Writing Task Outputs
Writing outputs involves two components: an OutputReader (which holds the data to be written) and an OutputWriter (which handles the persistence to the storage backend).
Writing Literals
For small outputs or metadata generated in-memory, use ioutils.NewInMemoryOutputReader.
// Example of writing a LiteralMap to the output storage
literals := &core.LiteralMap{
Literals: map[string]*core.Literal{
"result": {Value: &core.Literal_Scalar{Scalar: &core.Scalar{Value: &core.Scalar_Primitive{Primitive: &core.Primitive{Value: &core.Primitive_Integer{Integer: 42}}}}}},
},
}
// Create a reader for the in-memory data
outputReader := ioutils.NewInMemoryOutputReader(literals, nil, nil)
// Commit the outputs via the writer
err := tCtx.OutputWriter().Put(ctx, outputReader)
Writing Errors
If a task fails with a user-defined error, you can write an ExecutionError instead of literals.
// From flyteplugins/go/tasks/pluginmachinery/io/iface.go
execError := &io.ExecutionError{
Code: "UserError",
Message: "The task failed due to invalid input data",
Kind: io.ErrorKindUser,
}
outputReader := ioutils.NewInMemoryOutputReader(nil, nil, execError)
err := tCtx.OutputWriter().Put(ctx, outputReader)
Managing Output Paths and Metadata
The OutputWriter implements OutputFilePaths, which provides standardized locations for various task artifacts. These paths are typically URNs in the configured storage backend (e.g., s3://my-bucket/path/to/task/).

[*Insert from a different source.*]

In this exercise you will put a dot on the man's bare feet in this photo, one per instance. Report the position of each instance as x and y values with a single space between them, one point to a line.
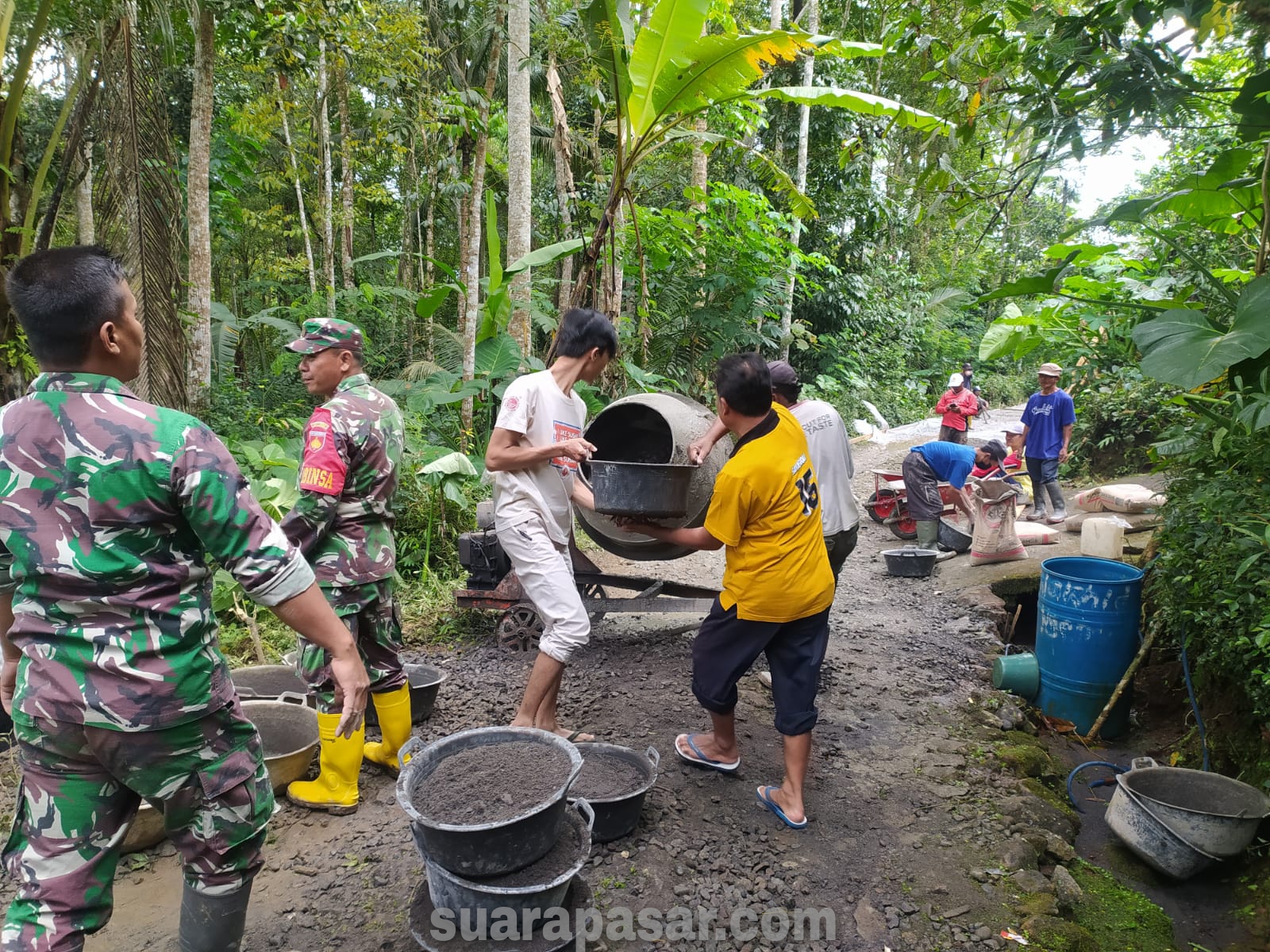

| Method | Description | Default Filename |
|---|---|---|
GetOutputPath() | Path for the core.LiteralMap results. | outputs.pb |
GetErrorPath() | Path for the core.ErrorDocument if the task fails. | error.pb |
GetDeckPath() | Path for the Flyte Deck HTML file. | deck.html |
GetOutputPrefixPath() | The base directory for all execution metadata. | N/A |
Handling Checkpoints
Flyte supports task checkpointing to allow long-running tasks to resume after a retry. Checkpoint paths are managed through the CheckpointPaths interface, which is embedded in OutputFilePaths.
// Accessing checkpoint paths from the OutputWriter
outputPaths := tCtx.OutputWriter()
// Path to write the current checkpoint
currentCheckpoint := outputPaths.GetCheckpointPrefix()
// Path to read the checkpoint from the previous attempt (if any)
previousCheckpoint := outputPaths.GetPreviousCheckpointsPrefix()
The framework ensures that GetPreviousCheckpointsPrefix() points to the checkpoint directory of the immediately preceding attempt, while GetCheckpointPrefix() provides a fresh location for the current attempt.
Initializing IO Components
When implementing custom executors or testing plugins, you can use the ioutils package to initialize the IO machinery.
// From executor/pkg/plugin/task_exec_context.go
// 1. Initialize InputReader
inputPaths := ioutils.NewInputFilePaths(ctx, dataStore, inputPathPrefix)
inputReader := ioutils.NewRemoteFileInputReader(ctx, dataStore, inputPaths)
// 2. Initialize OutputWriter with Checkpoints
rawOutputPaths := ioutils.NewRawOutputPaths(ctx, outputPrefix)
outputFilePaths := ioutils.NewCheckpointRemoteFilePaths(
ctx,
dataStore,
outputPrefix,
rawOutputPaths,
prevCheckpointPath,
)
outputWriter := ioutils.NewRemoteFileOutputWriter(ctx, dataStore, outputFilePaths)
Troubleshooting and Gotchas
Missing Input Files
InputReader.Get(ctx) will return an error if the inputs.pb file does not exist in the expected location. If your plugin needs to handle optional inputs or check for existence manually, use the storage package to verify the path returned by GetInputPath().
Exactly-Once Semantics
The RawOutputPaths provided by OutputFilePaths are unique per execution attempt. This is designed to prevent different retries of the same task from overwriting each other's data in the "raw" storage area (where large blobs or dataframes are typically stored).
OutputWriter.Put Behavior
The OutputWriter.Put method in RemoteFileOutputWriter (found in flyteplugins/go/tasks/pluginmachinery/ioutils/remote_file_output_writer.go) performs the following logic:
- If the
OutputReaderreports an error viaIsError(), it writes the error document toGetErrorPath(). - If no error is reported, it calls
Read()and writes the resultingLiteralMaptoGetOutputPath(). - It returns an error if both the literals and the execution error are nil.